- Leetcode 19. Remove Nth Node From End of List
- Leetcode 61. Rotate List
- Leetcode 86. Partition List
- Leetcode 203. Remove Linked List Elements
Linked List Series
Leetcode 19. Remove Nth Node From End of List
Given a linked list, remove the nth node from the end of list and return its head.
For example, Given linked list: 1->2->3->4->5, and n = 2.
After removing the second node from the end, the linked list becomes 1->2->3->5.

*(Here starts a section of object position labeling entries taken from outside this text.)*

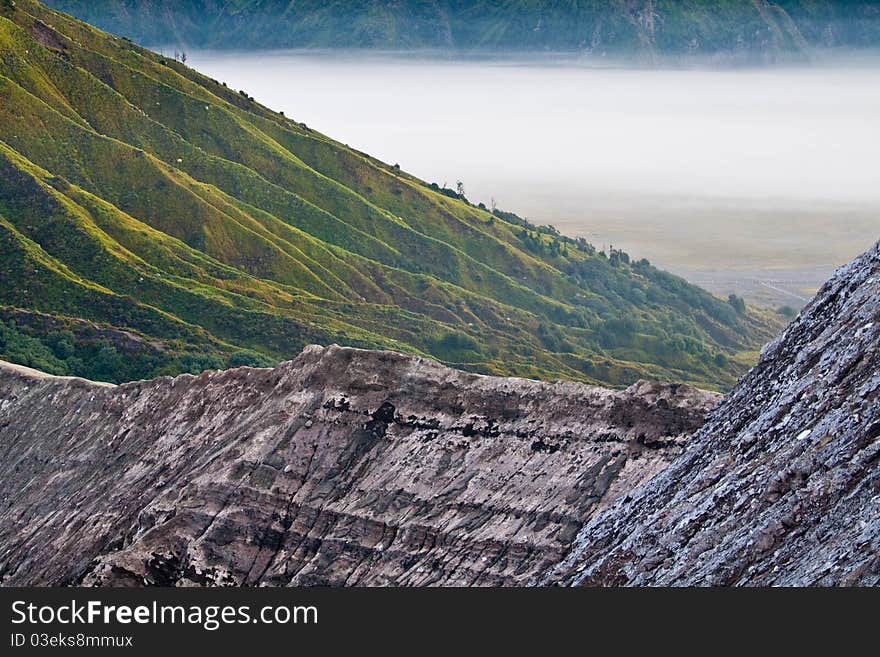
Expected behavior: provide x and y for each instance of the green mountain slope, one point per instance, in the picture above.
(153, 221)
(619, 27)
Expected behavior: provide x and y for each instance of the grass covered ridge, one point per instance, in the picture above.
(141, 197)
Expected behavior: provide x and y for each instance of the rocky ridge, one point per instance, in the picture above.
(341, 467)
(349, 467)
(781, 486)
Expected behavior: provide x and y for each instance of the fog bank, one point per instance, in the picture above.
(608, 152)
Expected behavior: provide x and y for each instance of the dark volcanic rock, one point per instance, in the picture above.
(340, 467)
(782, 484)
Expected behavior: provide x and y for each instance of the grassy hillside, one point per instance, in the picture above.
(154, 221)
(646, 27)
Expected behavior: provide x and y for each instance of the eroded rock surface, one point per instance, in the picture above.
(782, 484)
(342, 467)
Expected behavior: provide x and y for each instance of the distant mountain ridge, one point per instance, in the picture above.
(621, 27)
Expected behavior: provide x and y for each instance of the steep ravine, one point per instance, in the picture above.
(342, 467)
(349, 467)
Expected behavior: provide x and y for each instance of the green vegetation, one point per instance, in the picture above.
(171, 224)
(596, 26)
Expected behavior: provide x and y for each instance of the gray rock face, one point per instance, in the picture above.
(782, 484)
(349, 467)
(342, 467)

Note: Given n will always be valid. Try to do this in one pass.
class Solution {
public:
ListNode* removeNthFromEnd(ListNode* head, int n) {
ListNode* prev = new ListNode(0);
prev->next = head;
ListNode* prehead = prev;
while (n--) head = head->next;
ListNode* curr = head;
while (head) {
prehead=prehead->next;
head=head->next;
}
prehead->next = prehead->next->next;
return prev->next;
}
};
Leetcode 61. Rotate List
Given a list, rotate the list to the right by k places, where k is non-negative.

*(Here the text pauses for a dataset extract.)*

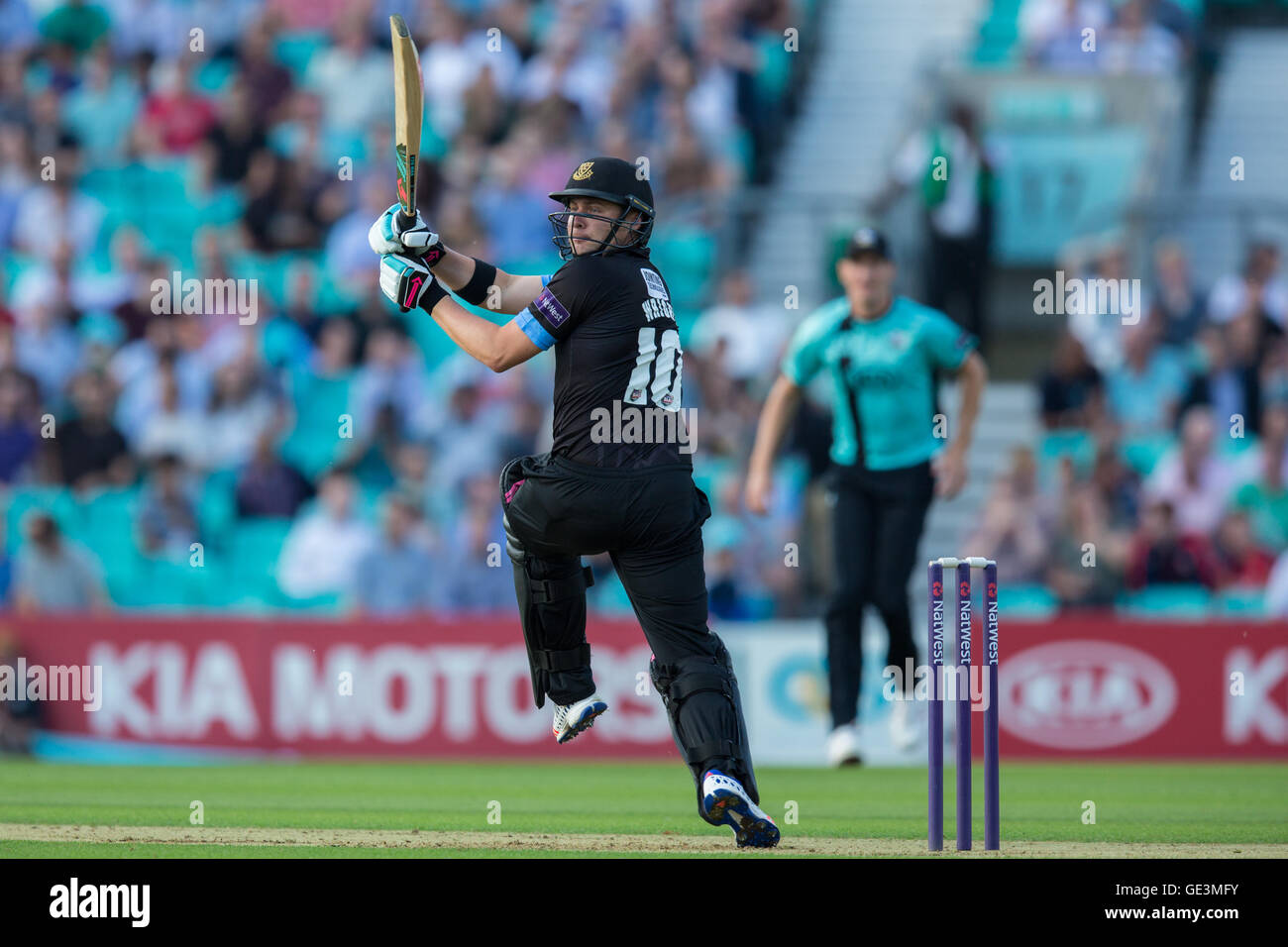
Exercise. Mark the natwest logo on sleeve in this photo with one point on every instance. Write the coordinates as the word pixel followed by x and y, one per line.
pixel 1085 694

For example: Given 1->2->3->4->5->NULL and k = 2, return 4->5->1->2->3->NULL.
class Solution {
public:
ListNode* rotateRight(ListNode* head, int k) {
if (!head || !head->next) return head;
ListNode* curr = head;
int len = 0;
while (curr) {
curr = curr->next;
len++;
}
k %= len;
if (k==0) return head;
curr = head;
ListNode* prev = head;
while (curr->next) {
curr = curr->next;
if (k)
k--;
else
prev=prev->next;
}
curr->next = head;
head = prev->next;
prev->next = NULL;
return head;
}
};
Leetcode 86. Partition List
Given a linked list and a value x, partition it such that all nodes less than x come before nodes greater than or equal to x. You should preserve the original relative order of the nodes in each of the two partitions.

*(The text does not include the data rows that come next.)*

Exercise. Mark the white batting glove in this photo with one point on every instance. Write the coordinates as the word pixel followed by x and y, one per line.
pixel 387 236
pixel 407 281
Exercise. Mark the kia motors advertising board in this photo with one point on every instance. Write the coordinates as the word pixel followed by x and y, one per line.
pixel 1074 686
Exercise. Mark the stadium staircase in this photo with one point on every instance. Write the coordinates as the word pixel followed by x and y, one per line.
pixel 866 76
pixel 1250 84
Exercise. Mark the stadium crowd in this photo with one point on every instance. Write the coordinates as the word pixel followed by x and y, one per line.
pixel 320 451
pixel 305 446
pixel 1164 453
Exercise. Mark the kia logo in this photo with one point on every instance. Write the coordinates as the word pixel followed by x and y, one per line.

For example, Given 1->4->3->2->5->2 and x = 3, return 1->2->2->4->3->5.
class Solution {
public:
ListNode* partition(ListNode* root, int x) {
if (!root || !root->next) return root;
ListNode* l1 = new ListNode(0);
ListNode* p1 = l1;
ListNode* l2 = new ListNode(0);
ListNode* p2 = l2;
while (root) {
if (root->val < x) {
p1->next = root;
p1 = p1->next;
}
else {
p2->next = root;
p2 = p2->next;
}
root = root->next;
}
p2->next = NULL;
p1->next = l2->next;
return l1->next;
}
};
Leetcode 203. Remove Linked List Elements
Remove all elements from a linked list of integers that have value val.
Example
Given: 1 --> 2 --> 6 --> 3 --> 4 --> 5 --> 6, val = 6
Return: 1 --> 2 --> 3 --> 4 --> 5
class Solution {
public:
ListNode* removeElements(ListNode* head, int val) {
if (!head) return head;
head->next = removeElements(head->next, val);
return head->val==val?head->next:head;
}
};